After violent protests rocked Charlottesville, Virginia last month, Republican Senator John McCain took to Twitter to condemn hatred and bigotry and urge President Donald Trump to speak out more forcefully.
Within hours, an online campaign attacking McCain — a frequent Trump critic — began circulating, amplified with the help of automated and human-coordinated networks known as bots and cyborgs linking to blogs on “Traitor McCain” and the hashtag #ExplainMcCain.
After the 2016 US presidential race was subject to Russian cyber meddling, analysts say the ferocity of more recent assaults is a preview of what could be coming in the 2018 elections, when Republicans will be defending their control of both chambers of Congress.

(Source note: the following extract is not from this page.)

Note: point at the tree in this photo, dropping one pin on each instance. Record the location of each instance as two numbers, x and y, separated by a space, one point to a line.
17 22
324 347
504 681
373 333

“They haven’t stood still since 2016,” said Ben Nimmo, a senior fellow in information defence at the Digital Forensic Research Lab at the Atlantic Council in Washington, which tracked the activity. “People have woken up to the idea that bots equal influence and lots of people will be wanting to be influencing the midterms.”
While special counsel and former FBI chief Robert Mueller keeps investigating the 2016 race, Nimmo’s work is among a number of initiatives cropping up at think tanks, startups, and even the Pentagon seeking to grasp how bots and influence operations are rapidly evolving.